Many sawblades in hardwood sawmills remove slightly more than a quarter of an inch of wood for each piece of lumber sawn from logs. That may not seem like a lot, but multiplied by the countless sawlines made each year at Mississippi's hardwood sawmills, it represents a lot of potential lumber turned into sawdust.
A new computer software package developed in Mississippi State University's Forest and Wildlife Research Center is helping sawmill operators determine if they will benefit economically from installing new higher-accuracy sawing machines with thinner sawblades.

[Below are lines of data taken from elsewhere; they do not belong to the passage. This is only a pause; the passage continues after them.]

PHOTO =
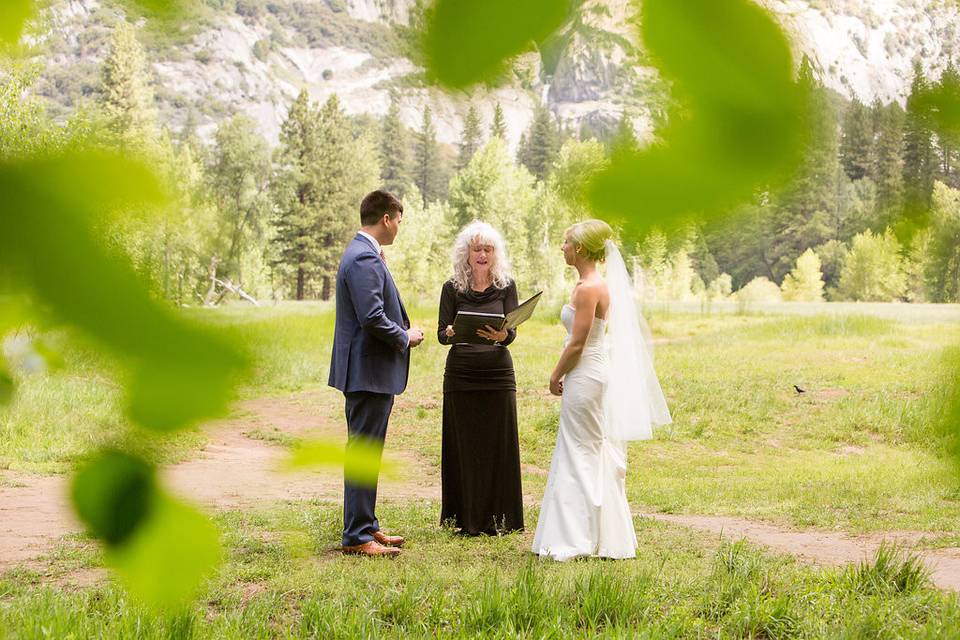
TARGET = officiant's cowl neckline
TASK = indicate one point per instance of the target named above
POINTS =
(480, 297)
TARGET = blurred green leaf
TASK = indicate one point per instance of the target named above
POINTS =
(361, 459)
(943, 105)
(6, 386)
(13, 15)
(163, 564)
(738, 127)
(180, 373)
(468, 41)
(113, 495)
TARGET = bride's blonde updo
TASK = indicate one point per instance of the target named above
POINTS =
(589, 238)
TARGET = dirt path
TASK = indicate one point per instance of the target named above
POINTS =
(824, 547)
(240, 466)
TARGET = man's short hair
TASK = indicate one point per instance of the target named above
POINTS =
(376, 204)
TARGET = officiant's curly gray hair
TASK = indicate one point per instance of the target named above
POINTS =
(478, 232)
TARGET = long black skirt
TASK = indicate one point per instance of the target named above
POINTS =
(480, 465)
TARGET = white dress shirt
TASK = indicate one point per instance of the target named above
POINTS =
(376, 245)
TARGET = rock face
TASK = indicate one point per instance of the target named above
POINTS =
(867, 49)
(257, 60)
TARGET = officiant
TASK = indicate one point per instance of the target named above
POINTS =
(480, 463)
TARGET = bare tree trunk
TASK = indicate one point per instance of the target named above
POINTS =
(237, 289)
(208, 300)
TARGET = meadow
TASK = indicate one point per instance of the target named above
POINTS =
(857, 451)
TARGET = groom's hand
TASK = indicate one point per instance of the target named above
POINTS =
(415, 336)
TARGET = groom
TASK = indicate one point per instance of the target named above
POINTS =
(371, 359)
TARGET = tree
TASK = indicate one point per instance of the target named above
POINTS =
(805, 206)
(540, 144)
(948, 137)
(494, 189)
(886, 164)
(805, 282)
(239, 176)
(346, 169)
(419, 257)
(296, 193)
(470, 140)
(758, 290)
(126, 97)
(942, 269)
(428, 172)
(856, 140)
(918, 153)
(832, 255)
(498, 129)
(24, 127)
(624, 137)
(394, 151)
(873, 270)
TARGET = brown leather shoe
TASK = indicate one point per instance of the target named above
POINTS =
(371, 548)
(389, 541)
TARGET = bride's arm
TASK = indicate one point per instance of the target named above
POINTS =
(585, 300)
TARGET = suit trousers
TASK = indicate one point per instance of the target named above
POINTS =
(367, 417)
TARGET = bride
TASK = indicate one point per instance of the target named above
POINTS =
(610, 394)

The Economic Choice for Hardwood Sawmill Operations, or ECHO, program helps estimate increased lumber recovery and the potential increased revenue from installing the new equipment, said ECHO software developer Phil Steele, a professor in the department of forest products.
"The amount of wood removed by each sawline, the width of which is termed kerf, may be reduced by up to 40 percent in some instances with thinner-kerf sawing machines,” Steele said. "Often, the newly-installed sawing machines also cut straighter, saving additional lumber by reducing the amount of planing required to produce finished from rough lumber.”
The new machines usually require a significant capital expense, however, and determining whether the financial benefits from increased lumber yield outweigh the costs can be difficult to determine.
"ECHO was developed to help analyze the economic benefit of installing thinner-kerf and higher accuracy sawing machines,” Steele said. "The investment feasibility measures of present net value, rate of return, and payback period are provided, and the software also addresses federal tax implications.”
Funded by the USDA Forest Service's Southern and Northeastern Research Stations, the Economic Choice for Hardwood Sawmill Operations software is available free of charge online at fwrc.msstate.edu/software/echo.
Mississippi's lumber and wood products sector employs about 60,000 individuals and contributes $6.1 billion annually to the economy of the state.